Calvera é carismático, mas com veneno na língua. Ele ri, ironiza, filosofa, mas tudo com um tom de superioridade cruel. Ele usa o humor para controlar, não para inspirar. Seu carisma é uma arma, não uma ponte. Ele destrói seus liderados.

No mundo corporativo, ele seria o CEO extremamente articulado, que convence investidores e funcionários com discursos brilhantes, mas que, nos bastidores, abusa da confiança, corta custos de forma desumana e pensa apenas em manter o próprio poder.

Ao contrário de Chris, Calvera lidera através da intimidação. Seus homens o seguem porque temem ser deixados para morrer ou punidos, não por respeito ou lealdade verdadeira. Ele mantém sua gangue coesa porque eles precisam dele, não porque acreditam nele. Na empresa, seria o gestor que ameaça empregos, que cria um clima tóxico de competição interna, onde colaboradores têm medo de errar e vivem sob pressão constante.

Calvera é inteligente. Ele entende a lógica da escassez, do medo e da dependência. Ele sabe que pode saquear a vila porque os camponeses não têm como se defender. Mas ele subestima a mudança. Ele não prevê que um grupo de estranhos, liderados por Chris, poderia alterar a dinâmica. Ou seja, ele pensa no agora, não no futuro.

Num ambiente corporativo, ele é aquele líder que corta tudo que é investimento em inovação, foca só nos lucros imediatos, e não percebe que está prestes a ser ultrapassado por um concorrente mais visionário.

Enquanto Chris tem uma causa maior, Calvera só tem a si mesmo. E acabará sozinho. Todos seus “amigos”, “colegas” e liderados o deixam ou o deixarão pois percebem qual tóxico ele é. Quando confrontado, ele tenta justificar suas ações dizendo que “precisa comer também”, mas sua atitude deixa claro: ele não acredita em nada além do próprio poder.

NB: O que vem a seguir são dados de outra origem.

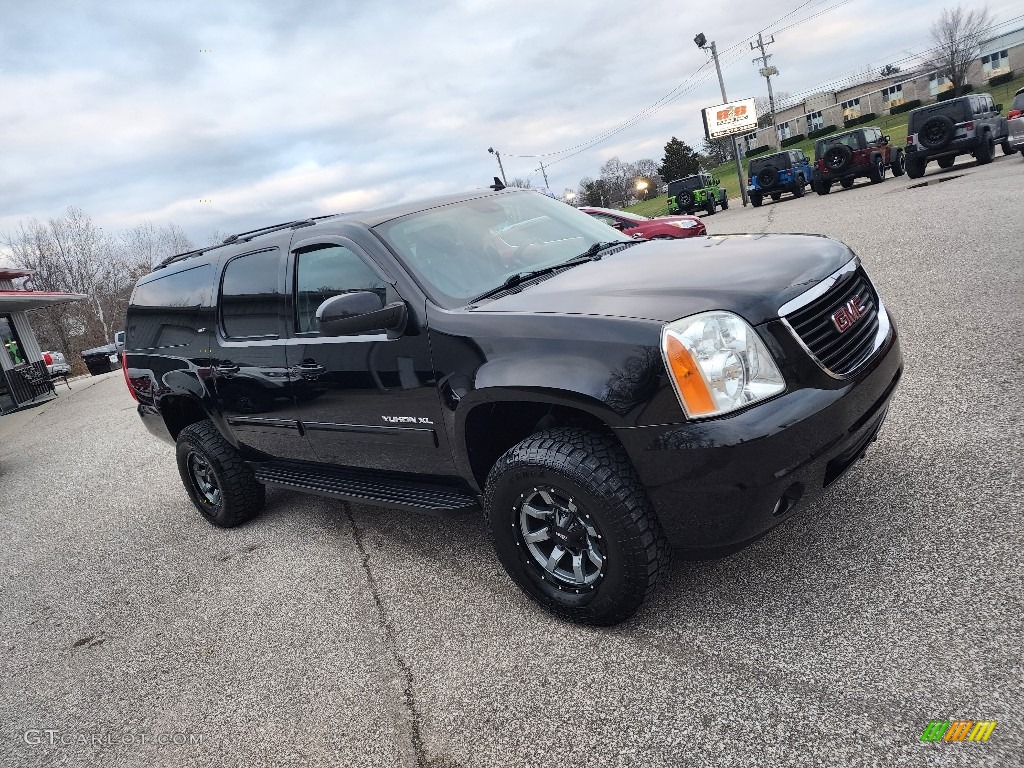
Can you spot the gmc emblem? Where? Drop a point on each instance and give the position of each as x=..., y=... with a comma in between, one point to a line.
x=847, y=315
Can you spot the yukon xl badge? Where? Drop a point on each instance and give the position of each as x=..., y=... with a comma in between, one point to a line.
x=407, y=420
x=847, y=315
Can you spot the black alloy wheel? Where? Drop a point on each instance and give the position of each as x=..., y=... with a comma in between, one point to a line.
x=571, y=525
x=838, y=157
x=936, y=132
x=220, y=484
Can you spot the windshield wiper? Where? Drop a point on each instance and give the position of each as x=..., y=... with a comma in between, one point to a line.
x=591, y=254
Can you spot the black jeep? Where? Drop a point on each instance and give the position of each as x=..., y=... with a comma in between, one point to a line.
x=968, y=125
x=846, y=157
x=774, y=174
x=600, y=398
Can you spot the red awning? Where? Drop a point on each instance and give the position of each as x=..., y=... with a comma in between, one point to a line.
x=18, y=301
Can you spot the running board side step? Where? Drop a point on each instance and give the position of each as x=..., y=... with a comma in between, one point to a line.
x=379, y=488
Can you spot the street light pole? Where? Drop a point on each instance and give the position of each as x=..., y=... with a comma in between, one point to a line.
x=498, y=155
x=702, y=43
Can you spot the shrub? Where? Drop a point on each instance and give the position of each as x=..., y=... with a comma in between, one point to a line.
x=905, y=107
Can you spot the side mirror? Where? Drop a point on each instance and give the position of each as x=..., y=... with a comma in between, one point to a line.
x=359, y=311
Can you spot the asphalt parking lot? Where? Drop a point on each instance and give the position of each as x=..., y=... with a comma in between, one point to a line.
x=325, y=634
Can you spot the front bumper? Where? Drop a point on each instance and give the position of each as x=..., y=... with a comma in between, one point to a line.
x=719, y=483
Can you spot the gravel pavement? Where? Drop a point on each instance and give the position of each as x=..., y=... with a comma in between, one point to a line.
x=328, y=634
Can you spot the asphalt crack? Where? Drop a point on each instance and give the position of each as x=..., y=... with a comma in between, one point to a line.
x=391, y=642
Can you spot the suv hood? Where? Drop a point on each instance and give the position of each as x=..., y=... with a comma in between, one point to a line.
x=750, y=274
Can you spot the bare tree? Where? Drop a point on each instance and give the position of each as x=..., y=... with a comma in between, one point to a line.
x=71, y=254
x=957, y=36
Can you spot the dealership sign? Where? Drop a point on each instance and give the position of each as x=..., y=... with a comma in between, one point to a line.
x=735, y=117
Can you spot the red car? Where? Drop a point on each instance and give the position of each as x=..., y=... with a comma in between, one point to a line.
x=662, y=227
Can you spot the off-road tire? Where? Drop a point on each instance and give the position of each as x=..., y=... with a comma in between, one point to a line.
x=838, y=158
x=767, y=177
x=242, y=497
x=594, y=471
x=915, y=168
x=986, y=150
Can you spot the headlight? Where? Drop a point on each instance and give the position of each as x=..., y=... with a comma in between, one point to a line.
x=718, y=364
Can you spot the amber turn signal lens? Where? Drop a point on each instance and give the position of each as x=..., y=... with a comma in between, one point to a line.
x=689, y=382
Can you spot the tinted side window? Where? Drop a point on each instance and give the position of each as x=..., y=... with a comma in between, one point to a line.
x=328, y=271
x=250, y=300
x=164, y=312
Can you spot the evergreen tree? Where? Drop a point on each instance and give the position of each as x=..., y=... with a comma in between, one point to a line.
x=680, y=161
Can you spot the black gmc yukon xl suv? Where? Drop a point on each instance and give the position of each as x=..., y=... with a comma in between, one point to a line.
x=602, y=399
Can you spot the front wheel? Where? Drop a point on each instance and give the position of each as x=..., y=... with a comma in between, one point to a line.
x=220, y=484
x=572, y=526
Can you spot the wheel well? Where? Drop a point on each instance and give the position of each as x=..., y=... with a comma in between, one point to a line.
x=493, y=429
x=178, y=413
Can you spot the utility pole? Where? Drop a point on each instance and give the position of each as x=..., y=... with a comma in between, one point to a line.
x=545, y=173
x=701, y=42
x=766, y=72
x=498, y=155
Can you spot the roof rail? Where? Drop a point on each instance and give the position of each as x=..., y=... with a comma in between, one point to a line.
x=240, y=238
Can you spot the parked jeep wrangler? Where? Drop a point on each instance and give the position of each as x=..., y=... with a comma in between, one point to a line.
x=968, y=125
x=773, y=174
x=700, y=190
x=846, y=157
x=600, y=398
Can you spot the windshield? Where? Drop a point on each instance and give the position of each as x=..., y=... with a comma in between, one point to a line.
x=691, y=183
x=466, y=249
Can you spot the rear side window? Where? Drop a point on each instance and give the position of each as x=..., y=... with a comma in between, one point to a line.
x=328, y=271
x=165, y=312
x=250, y=298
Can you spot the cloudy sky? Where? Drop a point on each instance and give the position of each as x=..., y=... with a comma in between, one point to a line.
x=220, y=115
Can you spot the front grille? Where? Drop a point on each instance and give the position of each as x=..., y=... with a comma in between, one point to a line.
x=839, y=352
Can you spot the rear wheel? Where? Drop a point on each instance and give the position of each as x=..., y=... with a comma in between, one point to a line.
x=220, y=484
x=572, y=526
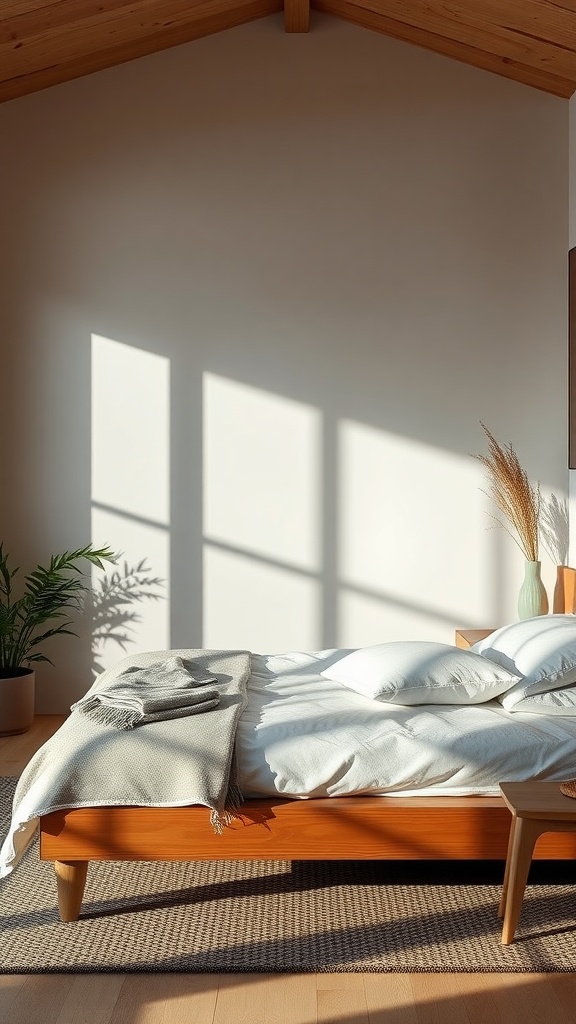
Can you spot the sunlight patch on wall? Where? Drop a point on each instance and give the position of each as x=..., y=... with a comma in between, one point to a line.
x=261, y=503
x=259, y=607
x=130, y=429
x=419, y=580
x=130, y=452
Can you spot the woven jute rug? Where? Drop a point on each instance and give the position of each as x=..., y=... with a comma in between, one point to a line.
x=284, y=916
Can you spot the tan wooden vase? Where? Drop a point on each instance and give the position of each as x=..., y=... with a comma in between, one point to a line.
x=16, y=702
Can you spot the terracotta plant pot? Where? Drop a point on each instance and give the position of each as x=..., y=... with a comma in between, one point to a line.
x=16, y=702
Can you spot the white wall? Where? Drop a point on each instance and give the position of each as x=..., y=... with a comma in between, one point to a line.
x=259, y=292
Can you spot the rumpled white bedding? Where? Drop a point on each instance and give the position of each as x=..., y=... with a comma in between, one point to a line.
x=302, y=735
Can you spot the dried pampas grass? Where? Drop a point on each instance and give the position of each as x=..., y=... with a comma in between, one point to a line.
x=513, y=495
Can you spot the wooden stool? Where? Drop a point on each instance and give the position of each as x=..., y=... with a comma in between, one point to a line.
x=536, y=807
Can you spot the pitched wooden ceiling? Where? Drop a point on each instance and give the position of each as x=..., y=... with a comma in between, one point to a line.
x=44, y=42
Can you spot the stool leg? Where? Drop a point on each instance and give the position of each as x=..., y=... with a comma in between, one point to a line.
x=526, y=832
x=503, y=897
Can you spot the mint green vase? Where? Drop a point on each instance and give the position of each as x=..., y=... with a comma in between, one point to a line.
x=532, y=599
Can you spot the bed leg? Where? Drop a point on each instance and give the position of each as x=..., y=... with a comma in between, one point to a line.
x=71, y=879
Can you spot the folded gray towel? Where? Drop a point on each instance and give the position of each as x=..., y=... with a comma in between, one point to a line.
x=164, y=689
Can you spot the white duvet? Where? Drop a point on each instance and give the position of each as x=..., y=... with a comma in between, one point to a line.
x=302, y=735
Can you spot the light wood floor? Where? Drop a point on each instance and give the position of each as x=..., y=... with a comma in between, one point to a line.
x=264, y=998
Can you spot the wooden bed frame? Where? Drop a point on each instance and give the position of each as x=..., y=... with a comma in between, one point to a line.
x=346, y=827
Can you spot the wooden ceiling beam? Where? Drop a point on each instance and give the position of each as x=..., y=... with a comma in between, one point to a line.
x=362, y=12
x=296, y=15
x=38, y=75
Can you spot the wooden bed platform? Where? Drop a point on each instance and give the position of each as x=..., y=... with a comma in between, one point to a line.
x=344, y=827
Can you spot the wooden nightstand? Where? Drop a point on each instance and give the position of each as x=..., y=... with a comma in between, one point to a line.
x=465, y=638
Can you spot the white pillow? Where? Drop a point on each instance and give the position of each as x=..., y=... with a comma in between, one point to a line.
x=561, y=701
x=541, y=650
x=413, y=672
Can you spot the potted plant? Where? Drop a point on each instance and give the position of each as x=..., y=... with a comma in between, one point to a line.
x=49, y=596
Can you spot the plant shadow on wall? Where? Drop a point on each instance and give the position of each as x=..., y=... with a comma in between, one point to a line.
x=111, y=605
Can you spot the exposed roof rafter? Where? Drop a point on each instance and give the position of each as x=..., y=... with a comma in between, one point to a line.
x=45, y=42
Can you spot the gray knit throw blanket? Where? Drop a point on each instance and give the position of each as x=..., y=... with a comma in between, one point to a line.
x=171, y=687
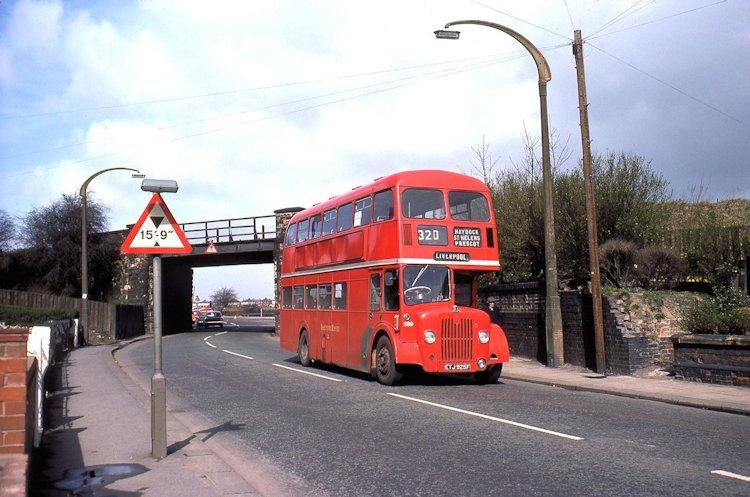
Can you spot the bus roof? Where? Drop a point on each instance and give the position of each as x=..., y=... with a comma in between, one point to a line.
x=425, y=178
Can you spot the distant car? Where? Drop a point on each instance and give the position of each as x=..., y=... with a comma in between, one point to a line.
x=208, y=319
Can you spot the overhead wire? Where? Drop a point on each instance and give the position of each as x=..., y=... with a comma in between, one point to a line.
x=295, y=111
x=673, y=87
x=657, y=20
x=236, y=91
x=247, y=111
x=521, y=20
x=623, y=15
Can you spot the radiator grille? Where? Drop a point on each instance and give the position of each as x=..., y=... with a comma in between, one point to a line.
x=455, y=339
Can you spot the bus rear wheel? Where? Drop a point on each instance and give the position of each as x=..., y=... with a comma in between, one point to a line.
x=303, y=349
x=385, y=363
x=489, y=375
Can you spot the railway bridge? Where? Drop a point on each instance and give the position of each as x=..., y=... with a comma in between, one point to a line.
x=223, y=242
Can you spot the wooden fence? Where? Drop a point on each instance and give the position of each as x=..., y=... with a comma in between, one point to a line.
x=106, y=322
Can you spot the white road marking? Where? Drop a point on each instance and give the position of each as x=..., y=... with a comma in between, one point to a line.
x=492, y=418
x=235, y=353
x=729, y=474
x=306, y=372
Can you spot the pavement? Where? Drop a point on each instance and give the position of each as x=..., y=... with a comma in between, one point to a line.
x=723, y=398
x=97, y=439
x=97, y=434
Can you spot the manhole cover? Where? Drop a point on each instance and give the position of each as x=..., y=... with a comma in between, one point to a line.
x=82, y=481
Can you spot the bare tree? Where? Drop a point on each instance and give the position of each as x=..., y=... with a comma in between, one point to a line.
x=221, y=298
x=7, y=231
x=52, y=235
x=483, y=164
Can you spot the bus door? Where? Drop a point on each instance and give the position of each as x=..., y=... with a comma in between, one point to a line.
x=339, y=323
x=312, y=321
x=330, y=332
x=384, y=299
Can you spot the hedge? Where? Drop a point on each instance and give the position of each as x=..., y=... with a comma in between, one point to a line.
x=16, y=315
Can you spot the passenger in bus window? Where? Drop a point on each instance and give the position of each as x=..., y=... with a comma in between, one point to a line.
x=390, y=280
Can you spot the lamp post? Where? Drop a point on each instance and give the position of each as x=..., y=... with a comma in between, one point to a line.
x=553, y=317
x=84, y=242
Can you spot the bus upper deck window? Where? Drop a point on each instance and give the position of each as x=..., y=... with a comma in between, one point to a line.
x=291, y=234
x=422, y=203
x=345, y=217
x=383, y=206
x=316, y=225
x=363, y=211
x=329, y=222
x=303, y=230
x=468, y=206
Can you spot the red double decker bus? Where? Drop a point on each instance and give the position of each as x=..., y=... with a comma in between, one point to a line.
x=385, y=277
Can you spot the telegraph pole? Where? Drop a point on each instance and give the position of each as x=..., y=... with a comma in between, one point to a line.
x=596, y=290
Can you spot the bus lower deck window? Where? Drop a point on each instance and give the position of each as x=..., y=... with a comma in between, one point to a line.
x=339, y=296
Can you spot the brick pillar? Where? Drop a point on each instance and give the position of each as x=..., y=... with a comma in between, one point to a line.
x=13, y=389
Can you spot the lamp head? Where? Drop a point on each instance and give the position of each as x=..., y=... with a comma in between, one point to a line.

Esse é seu único foco. Isso faz dele o tipo de líder sem missão, sem valores, que troca de princípios como quem troca de roupa, desde que continue mandando. Sua missão é a posição de líder e mais nada.

O chefe narcisista que exige lealdade cega e descarta quem o questiona. Sempre preocupado com a aparência, sua e dos outros, o que importa é o externo, não o interno. Ele terá um belo penteado, belas roupas chamativas, diferente do careca vestido simples e eficaz. Líderes como Calvera podem ser carismáticos, mas são manipuladores, que vencem no discurso e perdem na prática. O executivo de curto prazo, obcecado por controle, mas incapaz de prever a queda que está por vir.

Pena que no mundo corporativo existam tantos Calvera. Se houvesse mais líderes como Chris Adams, as empresas não seriam apenas mais eficientes, as pessoas teriam orgulho de fazer parte delas.